This post on 5 things to do in Fort Collins was first published in April 2012. It updated and republished on 8/20/2016
Fort Collins, Colorado is a friendly town. We know this from experience; we lived there for eight years. It’s changed a lot since we moved to Santa Fe over 12 years ago; mostly for the better. The brewery industry is thriving there and tourism is on the rise. Whether you go for the brew or the mountains or an entirely different reason, here are five things to do in Fort Collins.
Things to do in Fort Collins
Visit a brewery
Fort Collins is a center for micro and craft brewers and hence, beer tourism or as someone we know calls it, “beerism”. The 3rd largest craft brewer in the USA, New Belgium Brewing Company (the folks behind Fat Tire), is based in Fort Collins as well as a host of micro-breweries. Some offer tastings, some tours and at least at one you can dine on fresh and local fare. The town hosts the annual Colorado Brewers’ Festival at the end of June and Fort Collins overflows with cerevisaphiles (a fancy name for beer lovers) before and after the annual Great American Beer Festival held in Denver each fall.
Pianos About Town
The City of Fort Collins’ Art in Public Places, the Bohemian Foundation and the Downtown Development Authority have joined together to create Pianos About Town. They have scattered upright pianos throughout Old Town and other selected areas and invited artists to paint them. About every two weeks, each piano will get a new mural by a local artist.
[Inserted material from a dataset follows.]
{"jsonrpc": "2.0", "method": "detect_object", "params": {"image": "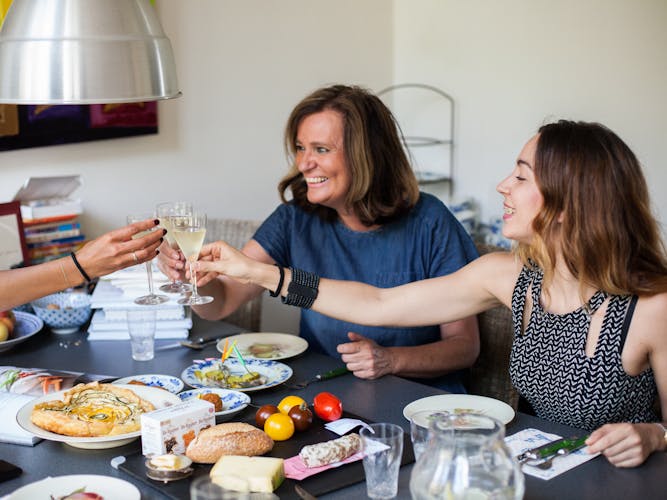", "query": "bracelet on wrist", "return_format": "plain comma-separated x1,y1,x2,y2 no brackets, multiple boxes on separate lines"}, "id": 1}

282,267,320,309
269,264,285,297
70,252,92,283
These whimsical instruments sit on the street inviting passers-by to tickle the ivories. Sit and play awhile. When you’re done, to preserve these vintage uprights, close the keyboard lids. The project is a bit of a scavenger hunt. Have fun wondering around Old Town Square, stay alert.
If you want to ride around town looking for pianos or for any other reason, bike-friendly Fort Collins has a free bike loaner program.
Take a ride up this rugged canyon that runs along the Cache la Poudre River (locals pronounce it Pooder) and ooh and ah over the views and the rushing river. Long Draw Reservoir almost to the Continental Divide and the top of the canyon is the first place I saw a moose up close after a long and dedicated search. I actually saw my first one though binoculars in Rocky Mountain National Park, but it was REALLY far away. We’re seen bighorn sheep on the hills in the canyon and a bear once ran across the road in front of our car (the only one I’ve ever seen outside a zoo). There are picnic and camping areas along the river. If you love thrills, raft the white water in the Poudre. Go early in the season if your want a challenging rafting adventure. The greater the runoff, the wilder the ride! There are a lot of great hiking trails up in Poudre Canyon, too.
Rocky Mountain National Park
Drive up US Route 34 along the Big Thompson River to Estes Park (home of the Stanley Hotel where Stephen King wrote the shining) and into the park. Rocky Mountain National Park offers visitors over 415 square miles of hiking trails, fishing horseback riding, campgrounds and cabins. It’s a popular place to view wildlife. Elk abound and you can also see Big Horn Sheep, moose and other critters. From Memorial Day to mid-October, depending on snowfall, you can drive up Trail Ridge Road to the Alpine Visitors at the road’s highpoint (12,183). The road, not for the faint of heart, is full of twists and turns, breath-taking views, pull-offs and hiking trails. At the top, you can continue on to Grand Lake on the western side of the park, or descend on Trail Ridge. The one way, unpaved, Old Fall River Road opens July 4th weekend and closes when snow starts to fall in September or October. It can be accessed at the eastern end of Trail Ridge. It’s a great ride, but the views are not as spectacular as Trail Ridge. . If you’re there between when Trail Ridge closed for the season and Memorial Day or you have issues with height, there’s a lot to explore inside the park. We love Bear Lake and the Moraine Park, which is a place to view elk and hear them bugling during mating season (September and October) on the east side of the park. In fall, elk mating season. people come at dusk to hear the bulls bugling . What do these sounds mean? Here are a few theories.
Swetsville Zoo 4801 E. Harmony Road (970) 484-9509, is a quirky sculpture garden created by former farmer, Bill Swets. He recycled old car parts, pieces of farm and other machinery and scrap metal to make his whimsical sculptured. It feels like you’re walking in a world of friendly aliens. From music-playing creatures to dinosaurs to a VW Bug shading a picnic table, each whimsical creation will make you smile. Swetsville Zoo used to front on a quiet country road (one side runs along I-25). That changed when to paraphrase Joni Mitchell, they paved Paradise and put up a big Walmart. In the process, the road was widened and the Swets’ lost some of their land. The family still lives here and while a recording says they’re open in daylight hours, the gate is sometimes locked. If you’re coming into, or leaving town via the Harmony Road access to I-25, it’s just to the east of the highway and worth the detour. Admission is free and donations are accepted.
We spent eight years in Fort Collins and try to go back to visit at least once a year. It’s a wonderful town. If you go, tell them Billie and Steve say, “Hi.”
What are your favorite things to do in Fort Collins?